Cannon fire and galloping horses will cause the hills of Parkers Crossroads to come alive this weekend at the Battle of Parkers Crossroads, Living History and Military Demonstration. Held every other year at Parkers Crossroads Battlefield Park at Exit 180 off Interstate 40.

Part of the Parkers Crossroads Battlefield Association's Living Histories series, the demonstration's main focus is to educate people on what life was like for West Tennesseans in the 1860's. What we're trying to do is to educate everyone, men, women and children, on that period in our history," said state Rep. Steve McDaniel, the Parkers Crossroads Battlefield Association historian. "Our hope is for everyone to have a better understanding of the sacrifices made by the people who lived in those times, especially in the South, where most of the battles were fought and where everyone was affected".

The Battle of Parkers Crossroads was the result of Confederate Lt. Gen. Nathan Bedford Forrest and his raid into West Tennessee.

One of the most prominent leaders of the Civil War, Forrest is known for implementing tactics that were far ahead of the accepted strategies of the time. Standard military doctrine of the day called for direct engagement of enemy forces with vast numbers of troops and a wall of rifle fire. This process, while mostly effective, was cumbersome and sluggish, as generals spent days and weeks simply maneuvering their forces to confront the enemy.

Forrest would be the exception to this rule. Enlisting in the Confederate States Army at the outset of the war, Forrest had only basic military training and the rank of Private before his superior officers recognized his natural leadership abilities and commissioned him as a Lieutenant Colonel.

With no prior military experience and only a rudimentary education on tactics, Forrest learned on the battlefield, adapting and tailoring his strategy after each engagement. So natural was his grasp on strategy that soon Forrest became one of the first leaders to understand the importance of mobility in combat, a concept that would become a central theme of the next century.

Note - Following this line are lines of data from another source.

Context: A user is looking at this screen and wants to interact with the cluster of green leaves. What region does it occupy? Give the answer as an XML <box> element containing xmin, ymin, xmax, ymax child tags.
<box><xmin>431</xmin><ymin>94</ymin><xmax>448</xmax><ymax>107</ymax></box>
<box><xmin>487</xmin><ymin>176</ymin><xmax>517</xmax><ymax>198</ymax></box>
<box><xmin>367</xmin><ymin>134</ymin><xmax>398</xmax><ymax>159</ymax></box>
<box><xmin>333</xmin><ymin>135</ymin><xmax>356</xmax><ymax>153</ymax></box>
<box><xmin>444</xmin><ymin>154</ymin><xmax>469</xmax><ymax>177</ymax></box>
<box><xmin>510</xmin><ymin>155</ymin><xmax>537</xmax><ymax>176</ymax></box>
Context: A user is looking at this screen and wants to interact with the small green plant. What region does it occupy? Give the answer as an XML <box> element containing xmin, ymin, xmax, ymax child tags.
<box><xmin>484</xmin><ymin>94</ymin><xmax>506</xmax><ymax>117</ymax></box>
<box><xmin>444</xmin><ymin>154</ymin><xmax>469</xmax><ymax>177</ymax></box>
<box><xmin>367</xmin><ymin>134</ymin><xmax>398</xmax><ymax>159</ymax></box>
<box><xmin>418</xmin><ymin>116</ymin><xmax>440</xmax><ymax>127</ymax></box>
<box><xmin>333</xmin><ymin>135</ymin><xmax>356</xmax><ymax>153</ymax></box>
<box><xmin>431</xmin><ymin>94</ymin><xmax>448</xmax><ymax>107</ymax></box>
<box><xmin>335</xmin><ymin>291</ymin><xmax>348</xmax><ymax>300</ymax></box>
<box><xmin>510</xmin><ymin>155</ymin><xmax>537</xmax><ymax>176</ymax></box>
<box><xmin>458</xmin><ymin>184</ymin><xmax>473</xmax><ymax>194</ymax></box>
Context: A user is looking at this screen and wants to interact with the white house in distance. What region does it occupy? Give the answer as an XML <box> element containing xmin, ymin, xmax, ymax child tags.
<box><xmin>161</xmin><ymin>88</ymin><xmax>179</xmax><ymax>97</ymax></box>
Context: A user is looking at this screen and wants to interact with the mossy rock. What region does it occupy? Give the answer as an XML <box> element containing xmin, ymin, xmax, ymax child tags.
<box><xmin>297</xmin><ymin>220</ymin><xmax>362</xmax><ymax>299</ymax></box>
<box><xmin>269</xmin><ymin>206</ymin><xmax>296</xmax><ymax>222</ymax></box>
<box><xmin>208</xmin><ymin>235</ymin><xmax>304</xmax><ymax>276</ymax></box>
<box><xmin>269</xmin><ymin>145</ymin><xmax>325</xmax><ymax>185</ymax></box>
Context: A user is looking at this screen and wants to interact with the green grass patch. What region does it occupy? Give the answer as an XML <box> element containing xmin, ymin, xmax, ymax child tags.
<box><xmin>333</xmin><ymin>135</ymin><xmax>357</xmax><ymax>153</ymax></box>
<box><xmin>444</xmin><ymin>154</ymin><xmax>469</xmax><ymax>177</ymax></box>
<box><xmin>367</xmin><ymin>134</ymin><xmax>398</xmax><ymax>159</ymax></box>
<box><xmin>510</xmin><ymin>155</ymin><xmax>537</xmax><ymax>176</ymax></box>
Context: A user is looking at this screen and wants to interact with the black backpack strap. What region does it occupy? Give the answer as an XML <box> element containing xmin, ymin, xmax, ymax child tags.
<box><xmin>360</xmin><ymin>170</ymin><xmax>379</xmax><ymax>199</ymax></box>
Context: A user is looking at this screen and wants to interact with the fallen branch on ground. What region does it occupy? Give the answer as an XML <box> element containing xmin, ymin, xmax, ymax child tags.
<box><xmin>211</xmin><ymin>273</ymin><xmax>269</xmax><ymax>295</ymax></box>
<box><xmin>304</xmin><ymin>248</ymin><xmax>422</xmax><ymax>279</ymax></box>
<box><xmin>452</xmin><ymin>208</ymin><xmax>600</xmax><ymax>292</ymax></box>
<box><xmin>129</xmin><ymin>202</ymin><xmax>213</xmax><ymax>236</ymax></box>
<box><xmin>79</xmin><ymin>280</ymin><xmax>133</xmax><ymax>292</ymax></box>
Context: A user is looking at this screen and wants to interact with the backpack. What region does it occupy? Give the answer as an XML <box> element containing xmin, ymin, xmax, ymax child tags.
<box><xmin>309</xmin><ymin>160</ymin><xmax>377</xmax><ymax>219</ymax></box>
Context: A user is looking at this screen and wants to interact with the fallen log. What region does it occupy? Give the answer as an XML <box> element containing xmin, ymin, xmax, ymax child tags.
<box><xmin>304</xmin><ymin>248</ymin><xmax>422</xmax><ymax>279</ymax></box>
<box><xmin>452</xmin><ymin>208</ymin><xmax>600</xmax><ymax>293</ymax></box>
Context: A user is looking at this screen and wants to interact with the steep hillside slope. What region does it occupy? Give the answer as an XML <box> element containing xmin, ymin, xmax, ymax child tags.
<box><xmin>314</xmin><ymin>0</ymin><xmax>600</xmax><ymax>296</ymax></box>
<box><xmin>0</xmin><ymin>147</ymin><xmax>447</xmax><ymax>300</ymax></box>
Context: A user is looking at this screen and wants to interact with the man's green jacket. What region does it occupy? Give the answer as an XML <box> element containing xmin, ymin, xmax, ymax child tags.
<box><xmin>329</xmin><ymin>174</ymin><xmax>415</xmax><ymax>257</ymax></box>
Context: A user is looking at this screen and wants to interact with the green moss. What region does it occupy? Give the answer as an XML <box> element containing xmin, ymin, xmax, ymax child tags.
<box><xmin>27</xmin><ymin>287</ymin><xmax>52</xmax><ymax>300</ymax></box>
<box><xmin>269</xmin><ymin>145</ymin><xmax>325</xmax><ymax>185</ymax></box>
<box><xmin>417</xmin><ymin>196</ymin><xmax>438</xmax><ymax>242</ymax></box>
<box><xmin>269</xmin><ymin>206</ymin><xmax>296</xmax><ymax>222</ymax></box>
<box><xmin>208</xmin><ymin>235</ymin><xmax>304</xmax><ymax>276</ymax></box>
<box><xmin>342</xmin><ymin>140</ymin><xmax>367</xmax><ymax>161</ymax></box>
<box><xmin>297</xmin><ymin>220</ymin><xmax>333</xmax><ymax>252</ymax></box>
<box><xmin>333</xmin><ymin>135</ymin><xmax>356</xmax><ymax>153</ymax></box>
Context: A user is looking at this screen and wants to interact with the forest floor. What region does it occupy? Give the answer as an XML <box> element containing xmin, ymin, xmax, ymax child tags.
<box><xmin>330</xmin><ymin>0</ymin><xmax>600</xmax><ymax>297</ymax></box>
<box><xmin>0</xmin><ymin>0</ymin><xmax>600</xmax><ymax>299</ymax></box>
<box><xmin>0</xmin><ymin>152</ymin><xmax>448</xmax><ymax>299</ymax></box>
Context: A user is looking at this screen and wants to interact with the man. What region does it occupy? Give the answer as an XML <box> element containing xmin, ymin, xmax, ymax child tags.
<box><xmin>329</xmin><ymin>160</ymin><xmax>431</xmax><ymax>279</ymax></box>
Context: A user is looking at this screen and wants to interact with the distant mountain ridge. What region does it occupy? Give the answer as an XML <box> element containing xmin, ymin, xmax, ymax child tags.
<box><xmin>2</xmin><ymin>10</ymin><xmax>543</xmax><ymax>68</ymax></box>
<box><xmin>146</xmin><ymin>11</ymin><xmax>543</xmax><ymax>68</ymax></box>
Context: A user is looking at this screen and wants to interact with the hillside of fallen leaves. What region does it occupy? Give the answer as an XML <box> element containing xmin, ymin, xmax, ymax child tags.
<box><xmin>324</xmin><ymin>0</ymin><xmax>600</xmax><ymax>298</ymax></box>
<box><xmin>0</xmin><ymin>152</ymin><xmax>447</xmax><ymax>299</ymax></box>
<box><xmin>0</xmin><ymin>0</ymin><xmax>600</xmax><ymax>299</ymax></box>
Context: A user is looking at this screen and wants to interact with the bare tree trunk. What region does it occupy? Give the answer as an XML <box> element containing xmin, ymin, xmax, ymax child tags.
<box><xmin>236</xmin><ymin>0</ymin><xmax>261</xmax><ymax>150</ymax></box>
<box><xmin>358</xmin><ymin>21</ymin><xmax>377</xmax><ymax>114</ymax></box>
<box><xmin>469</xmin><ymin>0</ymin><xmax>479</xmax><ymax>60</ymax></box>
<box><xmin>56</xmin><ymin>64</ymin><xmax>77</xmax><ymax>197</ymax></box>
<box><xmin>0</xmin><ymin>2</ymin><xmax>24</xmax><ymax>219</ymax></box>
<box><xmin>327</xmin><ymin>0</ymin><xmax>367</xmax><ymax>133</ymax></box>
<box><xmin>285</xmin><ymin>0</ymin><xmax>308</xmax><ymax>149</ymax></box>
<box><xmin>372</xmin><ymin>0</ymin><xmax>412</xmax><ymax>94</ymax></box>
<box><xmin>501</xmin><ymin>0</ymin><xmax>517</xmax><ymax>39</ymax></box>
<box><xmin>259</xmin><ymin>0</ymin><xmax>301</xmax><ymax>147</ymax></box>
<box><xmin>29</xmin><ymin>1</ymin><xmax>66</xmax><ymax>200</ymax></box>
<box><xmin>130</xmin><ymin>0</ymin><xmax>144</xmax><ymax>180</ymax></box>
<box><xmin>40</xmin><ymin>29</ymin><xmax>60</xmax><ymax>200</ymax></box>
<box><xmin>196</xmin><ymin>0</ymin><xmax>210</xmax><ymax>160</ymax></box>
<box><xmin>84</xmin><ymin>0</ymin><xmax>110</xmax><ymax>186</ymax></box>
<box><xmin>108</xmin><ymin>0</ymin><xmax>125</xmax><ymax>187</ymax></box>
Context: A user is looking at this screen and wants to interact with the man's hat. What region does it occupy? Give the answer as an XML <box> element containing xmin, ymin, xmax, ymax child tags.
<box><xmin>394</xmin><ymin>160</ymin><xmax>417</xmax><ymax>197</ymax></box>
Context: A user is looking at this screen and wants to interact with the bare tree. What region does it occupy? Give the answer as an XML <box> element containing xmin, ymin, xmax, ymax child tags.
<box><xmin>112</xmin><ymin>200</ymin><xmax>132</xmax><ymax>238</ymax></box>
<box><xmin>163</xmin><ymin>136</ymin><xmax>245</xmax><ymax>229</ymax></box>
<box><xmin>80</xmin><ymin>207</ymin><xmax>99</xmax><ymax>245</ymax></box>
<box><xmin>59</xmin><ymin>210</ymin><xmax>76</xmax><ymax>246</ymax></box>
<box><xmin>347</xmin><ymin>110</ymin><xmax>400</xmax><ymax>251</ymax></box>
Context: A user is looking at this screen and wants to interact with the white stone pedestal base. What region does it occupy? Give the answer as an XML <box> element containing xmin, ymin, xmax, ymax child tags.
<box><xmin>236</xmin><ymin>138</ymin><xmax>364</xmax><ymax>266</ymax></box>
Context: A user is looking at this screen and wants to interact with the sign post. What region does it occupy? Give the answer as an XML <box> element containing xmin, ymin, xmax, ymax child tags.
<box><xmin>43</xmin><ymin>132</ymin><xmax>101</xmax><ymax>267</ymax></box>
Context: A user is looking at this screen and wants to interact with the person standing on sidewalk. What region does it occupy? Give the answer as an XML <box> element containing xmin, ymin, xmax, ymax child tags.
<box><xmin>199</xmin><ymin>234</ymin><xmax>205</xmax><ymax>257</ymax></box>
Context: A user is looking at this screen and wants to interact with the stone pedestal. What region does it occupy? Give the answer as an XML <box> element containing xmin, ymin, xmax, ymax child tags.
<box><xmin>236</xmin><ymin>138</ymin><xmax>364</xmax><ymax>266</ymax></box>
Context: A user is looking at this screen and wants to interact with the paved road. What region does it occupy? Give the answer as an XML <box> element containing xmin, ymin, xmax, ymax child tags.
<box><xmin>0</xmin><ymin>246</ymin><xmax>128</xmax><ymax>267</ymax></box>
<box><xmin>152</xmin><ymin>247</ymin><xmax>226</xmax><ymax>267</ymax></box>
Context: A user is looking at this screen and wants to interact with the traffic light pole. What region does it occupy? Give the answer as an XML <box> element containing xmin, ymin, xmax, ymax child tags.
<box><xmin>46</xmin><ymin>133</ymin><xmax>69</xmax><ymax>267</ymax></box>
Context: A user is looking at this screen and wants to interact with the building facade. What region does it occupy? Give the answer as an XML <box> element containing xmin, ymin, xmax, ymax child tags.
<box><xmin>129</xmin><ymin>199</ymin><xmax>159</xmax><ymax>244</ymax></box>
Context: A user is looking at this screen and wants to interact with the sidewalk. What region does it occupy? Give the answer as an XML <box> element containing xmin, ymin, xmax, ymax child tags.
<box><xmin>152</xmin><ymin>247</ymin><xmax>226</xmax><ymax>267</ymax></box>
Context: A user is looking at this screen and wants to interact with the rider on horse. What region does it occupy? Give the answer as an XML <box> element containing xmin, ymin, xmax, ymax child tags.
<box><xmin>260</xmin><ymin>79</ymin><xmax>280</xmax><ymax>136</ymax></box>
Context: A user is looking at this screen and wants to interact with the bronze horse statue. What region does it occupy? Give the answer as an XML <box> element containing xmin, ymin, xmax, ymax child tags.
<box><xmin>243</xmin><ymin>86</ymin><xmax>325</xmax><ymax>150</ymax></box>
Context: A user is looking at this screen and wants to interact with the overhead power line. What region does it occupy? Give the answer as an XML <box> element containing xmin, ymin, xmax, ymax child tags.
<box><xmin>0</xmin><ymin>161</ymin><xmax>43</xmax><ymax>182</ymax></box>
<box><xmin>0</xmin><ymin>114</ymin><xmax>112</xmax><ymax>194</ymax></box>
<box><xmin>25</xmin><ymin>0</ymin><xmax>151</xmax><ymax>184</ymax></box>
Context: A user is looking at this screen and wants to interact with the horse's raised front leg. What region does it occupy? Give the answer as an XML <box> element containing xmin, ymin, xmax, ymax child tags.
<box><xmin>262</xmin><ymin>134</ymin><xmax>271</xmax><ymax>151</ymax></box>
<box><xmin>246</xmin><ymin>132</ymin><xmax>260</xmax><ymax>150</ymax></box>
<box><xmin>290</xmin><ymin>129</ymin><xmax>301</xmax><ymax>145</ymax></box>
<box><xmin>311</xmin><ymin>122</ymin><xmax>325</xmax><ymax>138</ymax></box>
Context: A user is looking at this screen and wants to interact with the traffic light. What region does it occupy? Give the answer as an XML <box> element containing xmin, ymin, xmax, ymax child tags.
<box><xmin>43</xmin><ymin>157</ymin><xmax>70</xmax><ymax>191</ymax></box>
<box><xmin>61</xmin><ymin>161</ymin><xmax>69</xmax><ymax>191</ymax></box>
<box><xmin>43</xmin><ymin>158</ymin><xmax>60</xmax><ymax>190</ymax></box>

Leading a cavalry unit, Forrest quickly came to appreciate the importance of fast movement to stay ahead of enemy forces. Forrest would use his cavalry as later generals would use mechanized infantry, rushing his mounted troops to the battlefield and harassing the enemy with quick raids. So effective was Forrest in implementing this strategy that he became an object of dread for Union Gen. Ulysses S. Grant.

It was this strategy of lightning-fast cavalry movement that led to the Battle of Parkers Crossroads. Having already won the Battle of Shiloh, Gen. Grant was preparing to attack Vicksburg, Miss. In order to stall Grant and buy the Confederate Army more time, Confederate Gen. Braxton Bragg ordered Forrest to take his cavalry into West Tennessee and raid the supply and communication lines of Grant's Union forces, the website said.

After storming through Lexington and Jackson, Forrest continued his raid all the way to Union City, destroying Union supply depots and railroad bridges along the way. So effective was the raid that only one bridge was left standing in all of West Tennessee, costing the Union Army three months of repairs.

After his raid reached Union City, Forrest began to fall back to avoid being trapped by Union forces, but was cut off outside of Parkers Crossroads. On New Year's Eve, 1862, Union forces engaged Forrest's cavalry in Hick's field, one mile northwest of Parkers Crossroads. Forrest would out-fight and out-flank Union forces, eventually forcing them to negotiate surrender before additional Union forces arrived and surrounded Forrest. Upon learning of his situation, Forrest's command would be to "Charge them both ways!" The order was carried out, disrupting the Union forces enough to allow Forrest to escape. The initial victory of Forrest and the subsequent dramatic escape of Confederate forces through the Union lines will be acted out live during the re-enactment.